Have You been Charged with Shoplifting? Here’s What You Need to Know about Arizona Laws and Regulations

Facing shoplifting charges isn’t a lot of fun, especially if you haven’t done anything wrong. Honest mistakes can sometimes occur or you may have had a lapse of judgment. Some knowledge of Arizona laws and your rights, however, will enable you to maintain composure under the circumstance of being charged with shoplifting.

Arizona Shoplifting Laws and Regulations

Arizona Revised Statutes 13-1805 is a document that provides a detailed explanation of what classifies as shoplifting and what the penalties for such an offense are.

According to the section, shoplifting is defined as knowingly obtaining goods by:

  • Removing them from a commercial establishment like a shop without paying
  • Charging the price of the goods to a fictitious person
  • Paying less than what an item is actually worth
  • Concealing the goods
  • Transferring goods in one container to another

Whenever a merchant has reasonable cause, a detention may occur. The person that is suspected of shoplifting could be questioned and authorities may also be summoned for the purpose of carrying out an investigation.

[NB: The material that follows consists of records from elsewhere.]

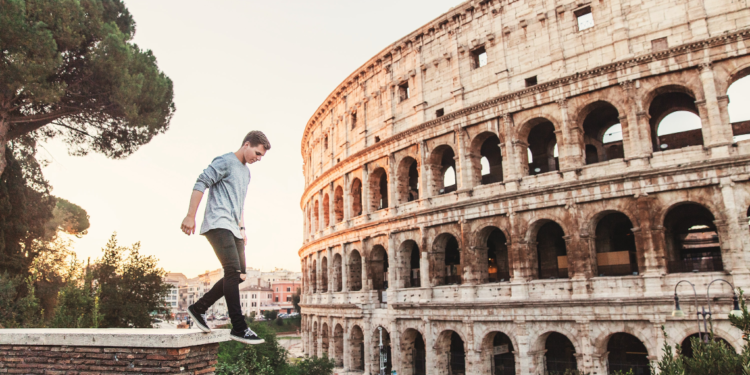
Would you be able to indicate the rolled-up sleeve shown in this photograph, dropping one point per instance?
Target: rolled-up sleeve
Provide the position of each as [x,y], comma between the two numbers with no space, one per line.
[214,173]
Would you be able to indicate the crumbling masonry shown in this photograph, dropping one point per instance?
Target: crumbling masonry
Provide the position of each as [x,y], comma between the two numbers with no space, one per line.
[495,193]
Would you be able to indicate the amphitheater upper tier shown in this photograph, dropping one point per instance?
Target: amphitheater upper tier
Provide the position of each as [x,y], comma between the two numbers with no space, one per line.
[515,166]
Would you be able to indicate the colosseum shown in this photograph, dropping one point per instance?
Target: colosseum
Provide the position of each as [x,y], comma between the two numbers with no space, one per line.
[494,192]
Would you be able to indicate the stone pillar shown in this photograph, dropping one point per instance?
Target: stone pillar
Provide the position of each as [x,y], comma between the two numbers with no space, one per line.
[569,144]
[424,190]
[720,132]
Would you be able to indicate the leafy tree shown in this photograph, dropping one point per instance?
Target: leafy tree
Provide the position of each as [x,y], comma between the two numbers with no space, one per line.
[70,70]
[130,286]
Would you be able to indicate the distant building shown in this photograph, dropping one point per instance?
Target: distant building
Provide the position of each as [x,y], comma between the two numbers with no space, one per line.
[282,294]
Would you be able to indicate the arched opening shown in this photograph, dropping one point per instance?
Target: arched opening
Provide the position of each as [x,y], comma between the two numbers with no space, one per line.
[600,146]
[410,256]
[338,204]
[498,268]
[379,268]
[413,353]
[337,280]
[356,195]
[357,349]
[338,345]
[560,355]
[627,353]
[408,180]
[446,261]
[381,335]
[543,148]
[314,275]
[691,240]
[354,277]
[615,246]
[498,354]
[442,170]
[687,344]
[486,159]
[451,354]
[739,112]
[674,120]
[379,189]
[324,275]
[552,252]
[315,340]
[324,343]
[316,216]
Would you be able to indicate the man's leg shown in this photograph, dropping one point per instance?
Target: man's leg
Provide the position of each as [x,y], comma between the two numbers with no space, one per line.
[225,247]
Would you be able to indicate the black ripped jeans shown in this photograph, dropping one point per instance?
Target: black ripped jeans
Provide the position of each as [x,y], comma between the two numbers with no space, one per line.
[231,253]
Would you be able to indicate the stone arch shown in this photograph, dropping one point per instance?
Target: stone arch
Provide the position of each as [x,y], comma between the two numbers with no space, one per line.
[596,119]
[338,345]
[493,257]
[338,204]
[539,134]
[326,211]
[558,348]
[375,358]
[357,348]
[378,267]
[665,100]
[614,244]
[445,262]
[356,198]
[548,249]
[354,275]
[442,158]
[407,180]
[413,353]
[409,255]
[486,146]
[692,242]
[497,352]
[450,353]
[338,282]
[378,189]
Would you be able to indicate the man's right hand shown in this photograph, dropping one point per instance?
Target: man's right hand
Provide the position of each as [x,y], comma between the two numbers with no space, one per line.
[188,225]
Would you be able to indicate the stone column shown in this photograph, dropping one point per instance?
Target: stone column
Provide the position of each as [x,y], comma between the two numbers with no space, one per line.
[738,237]
[720,132]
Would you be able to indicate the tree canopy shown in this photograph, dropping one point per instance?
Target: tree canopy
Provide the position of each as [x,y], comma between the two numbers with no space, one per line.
[71,64]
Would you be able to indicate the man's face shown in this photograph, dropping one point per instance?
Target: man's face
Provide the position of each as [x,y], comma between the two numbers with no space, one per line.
[253,153]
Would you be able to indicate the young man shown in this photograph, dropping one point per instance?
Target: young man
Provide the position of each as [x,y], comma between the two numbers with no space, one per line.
[227,179]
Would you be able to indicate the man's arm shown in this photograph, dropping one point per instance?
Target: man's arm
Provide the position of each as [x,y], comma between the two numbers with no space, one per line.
[188,224]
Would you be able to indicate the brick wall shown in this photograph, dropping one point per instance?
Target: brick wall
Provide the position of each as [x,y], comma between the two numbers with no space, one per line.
[26,359]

If a minor is involved in a shoplifting accident, civil action may be brought against the parents whenever a worker at the store is injured in the event.

The punishment for shoplifting will depend on the severity of the situation and the intent behind the crime. In some instances, shoplifting could contribute to a Class 5 felony charge. If this isn’t the situation, shoplifting will typically lead to a misdemeanor charge.

Penalties for Shoplifting

Several conditions have to be met for shoplifting to classify as a Class 5 felony. A few of the most common include the following:

  • Taking items worth 2,000 dollars or more
  • Shoplifting that is done to promote the activities of a criminal group or a gang
  • Shoplifting that occurs as a part of a continual criminal episode – the commission of two or more offenses

charged with shopliftingIn some instances, taking goods worth between 1,000 and 2,000 dollars may be classified as a Class 6 felony. People who have at least two similar shoplifting convictions may be facing a Class 4 felony charge.

The potential sentence for a Class 5 felony is 18 months in prison. For a Class 6 felony, an individual may get a sentence of up to one year in prison.

Whenever shoplifting leads to a misdemeanor charge, there will be at least a conviction on your record. For a Class 1 misdemeanor, there will be a maximum sentence of six months in jail and a fine of 2,500 dollars.

First-time offenders will rarely receive such a serious penalty. Usually, they will get off with a fine and a few counseling sessions. Repeat offenses, however, may contribute to much more serious penalties.

A Few Other Important Facts to Keep in Mind

First-time offenders may have another opportunity at their disposal, especially if they’re being represented by an experienced criminal defense attorney.

If you’ve been charged with shoplifting, you may be eligible for a diversion. Diversion allows for the dismissal of charges, once counseling is completed successfully and a fine is paid. The prosecutor will determine whether the individual is eligible for a diversion and what the conditions are going to be.

A person that’s convicted of a felony may be sentenced to probation in the case of a first time offense. Individuals who have a prior felony conviction will not be eligible for probation.

Finally, remember that a conviction, when charged with shoplifting, can have a much more long-term effect on your life than the legal consequences. You may suffer employment consequences and the same applies to your immigration status. A store may also decide to sue for civil damages on top of the eventual criminal charges.

Having a good defense will be of paramount importance in such situations. Usually, attorneys will adopt one of several popular approaches. A few of those involve proving that the client didn’t have intent to shoplift, that a constitutional violation has occurred after the conviction and that the value of the shoplifted goods was lower than what’s being estimated.